Cette confluence de facteurs a conduit certains universitaires américains à conclure que la Chine est confrontée à la combinaison la plus aiguë de défis sociaux, économiques et géopolitiques depuis le massacre de la place Tiananmen en 1989. Il y a maintenant un débat actif aux États-Unis sur la question de savoir si la puissance de la Chine atteint son apogée. ou ascendant. Lors d’un récent atelier à huis clos d’experts chinois que j’ai co-animé, les points de vue étaient également partagés sur cette question.

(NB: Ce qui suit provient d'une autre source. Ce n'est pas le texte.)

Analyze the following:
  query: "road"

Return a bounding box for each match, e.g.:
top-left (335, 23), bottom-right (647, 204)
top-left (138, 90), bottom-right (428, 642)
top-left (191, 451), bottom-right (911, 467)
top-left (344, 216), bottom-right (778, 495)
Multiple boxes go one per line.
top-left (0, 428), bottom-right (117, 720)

Cette division en écran partagé dans la façon dont la Chine se voit et dont les autres voient la Chine a plusieurs implications importantes. Premièrement, il assure que les événements seront interprétés différemment à Pékin et dans les autres capitales. Par exemple, lorsque les diplomates guerriers loups de Pékin fustigent leurs hôtes étrangers, cela sera présenté en Chine comme une défense justifiée de la dignité de la Chine et à l’étranger comme un exemple de l’arrogance intimidante de la Chine. Lorsque d’autres pays manifesteront leur soutien à Taïwan, cela sera organisé à l’intérieur de la Chine dans le cadre d’un complot occidental visant à diviser et à affaiblir la Chine, alors qu’il sera considéré ailleurs comme un contre-pouvoir nécessaire à la pression croissante de Pékin sur Taïwan.

Une telle division dans l’interprétation des événements offre un terrain fertile pour les frictions. Lorsqu’aucune des parties ne peut s’entendre sur le diagnostic d’un problème, elles ne seront pas en mesure de parvenir à une prescription commune pour le gérer ou le résoudre. En particulier lorsque les sentiments nationalistes sont enflammés, comme c’est le cas en Chine actuellement, les décideurs politiques auront tendance à réagir de manière excessive aux événements pour faire preuve de vigueur dans la défense de la sécurité et de l’honneur nationaux.

Deuxièmement, la manière dont un pays évalue son avenir détermine sa manière d’agir. Comme l’a observé le politologue Daniel W. Drezner, les pays optimistes quant à leur avenir ont tendance à faire des paris à long terme pour renforcer leur position. Ils cherchent à attirer les autres vers leur vision de l’avenir. Les puissances pessimistes, quant à elles, se concentrent sur l’amélioration des capacités militaires et sont plus enclines à recourir à la force pour atteindre leurs objectifs. Lorsque le temps n’est plus perçu comme étant de son côté, les pays prennent des risques pour atteindre leurs objectifs avant qu’il ne soit trop tard pour le faire.

Les enjeux pour Taïwan sont importants. Le meilleur cas pour Taïwan est si la Chine se sent confiante et croit qu’elle gagne en force alors qu’en fait son ascension s’aplatit. Plus les dirigeants de Taiwan sont stables en ce moment, plus il est probable que les dirigeants chinois se convaincront de l’avenir brillant de la Chine. Taïwan a la chance d’avoir un tel leader en la personne de Tsai Ing-wen. En ne cédant pas à la pression ni en provoquant Pékin, Tsai est un leader dont le tempérament et les compétences sont adaptés au moment actuel.